Sabemos que Europa ha "fomentado" y ha "hecho" el mundo. Pero se nos dibuja en la mente un interrogante ¿qué es Europa en el mundo y que es Europa en su mundo? Europa sigue siendo una provincia periférica. No piensa por si misma. Y a veces cuando lo hace, como ahora, lo hace mal. Europa sigue mirando a los EEUU y se incómoda porque no llega a consolidarse como lo ha hecho la tierra del dólar aun con su euro en alza. Europa que ha sufrido en su cuerpo cientos de metamorfosis sigue sin encontrarse así misma. Y hasta se puede pensar que la intención de establecer nuevos lazos por medio del Tratado Constitucional que va camino del fracaso se hizo con la ayuda del maligno para que siga igual, sin encontrar el centro y mirando hacia afuera.
Y Europa en su mundo camina por la senda de la confusión desde el reconocimiento de sus héroes Don Quijote, Fausto o Don Juan que son héroes del fracaso y de la burla. Cada uno a su manera negaba la finitud y creía en lo ilimitado, ignoraban el principio de la realidad y siempre andaban empeñados en la búsqueda de lo sublime y de lo absoluto. ¿Para qué?

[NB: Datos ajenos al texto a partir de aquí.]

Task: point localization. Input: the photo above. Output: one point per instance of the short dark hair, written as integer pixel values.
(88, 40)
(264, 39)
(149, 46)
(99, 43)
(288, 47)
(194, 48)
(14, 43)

Europa anda confusa, dando palos de ciego y con unos líderes que no se ponen de acuerdo cuando antes sí lo hicieron; antes en las exposiciones teóricas para el encuentro constitucional y no ahora cuando la realidad apunta para otro lado. Tal vez la situación pueda recomponerse, pero no olvidemos, y parece un anatema, que la historia que rodea a Europa desde la vertiente política ha sido la sospecha y la traición. Europa se encuentra cómoda en el mercadeo y en el trueque. Fuera de ahí, a pesar de haber propiciado culturas y civilizaciones, no termina de encontrarse y dentro del mundo planetario-globali-zante sigue siendo satélite de si misma lo que le impide, de momento, caminar hacia un proyecto político común.